Peter Vorderwestner, Jakob Egger, Franz Manzinger und Andreas Klein (von links) am Ziel in Santiago. © Manzinger

Pleiten, Pech und Pannen: Franz Manzinger, freier Mitarbeiter der Wasserburger Zeitung, war mit Freunden unterwegs von Rechtmehring nach Santiago, um den Jakobsweg zu radeln. Das haben die vier Abenteurer erlebt.
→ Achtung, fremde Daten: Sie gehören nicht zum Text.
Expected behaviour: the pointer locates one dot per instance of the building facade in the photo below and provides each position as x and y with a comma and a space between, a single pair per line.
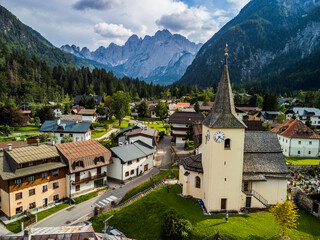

Rechtmehring – Einmal eine richtige Radtour machen, nicht bloß ein paar Tage eingezwickt zwischen zwei Arbeitswochen: Das war der Gedanke von Jakob Egger und Franz Manzinger aus Rechtmehring. Mit 35, also vor über 20 Jahren, beschlossen die beiden deshalb den Jakobsweg zu fahren, wenn sie mit 55 Jahren in den damals angedachten Vorruhestand gehen. Zwei Jahre musste das Abenteuer wegen Corona verschoben werden. Mitte August ging es 2022 dann endlich los, obwohl es zum Ruhestand noch eine Weile hin ist.

In 29 Tagen geschafft

Zu viert radelten sie los: Jakob Egger, Franz Manzinger, Peter Vorderwestner, ebenfalls aus Rechtmehring, und Andreas Klein aus Ramsau. „Zuletzt haben wir so richtig darauf hingefiebert“, erzählen sie rückblickend. Freilich waren einige Vorbereitungstreffen nötig, um Ausrüstung und Grobplanung zu besprechen. Eine Fahrt zur Ostsee unternahmen sie zu dritt, „da konnten wir uns schon daran gewöhnen. Und natürlich hat jeder vorher mehr oder weniger viel trainiert.“ „Auf keinen Fall will ich Stress haben“ war fast die Bedingung von Franz Manzinger. „Wir haben welche getroffen, die vorab schon den Rückflug gebucht hatten, weil sie mit vier Wochen Urlaub auskommen mussten. Kommt für mich nicht in Frage“. So planten sie insgesamt sechs Wochen Zeit ein, geschafft haben sie die 2600 Kilometer und 22.000 Höhemeter dann in 29 Tagen.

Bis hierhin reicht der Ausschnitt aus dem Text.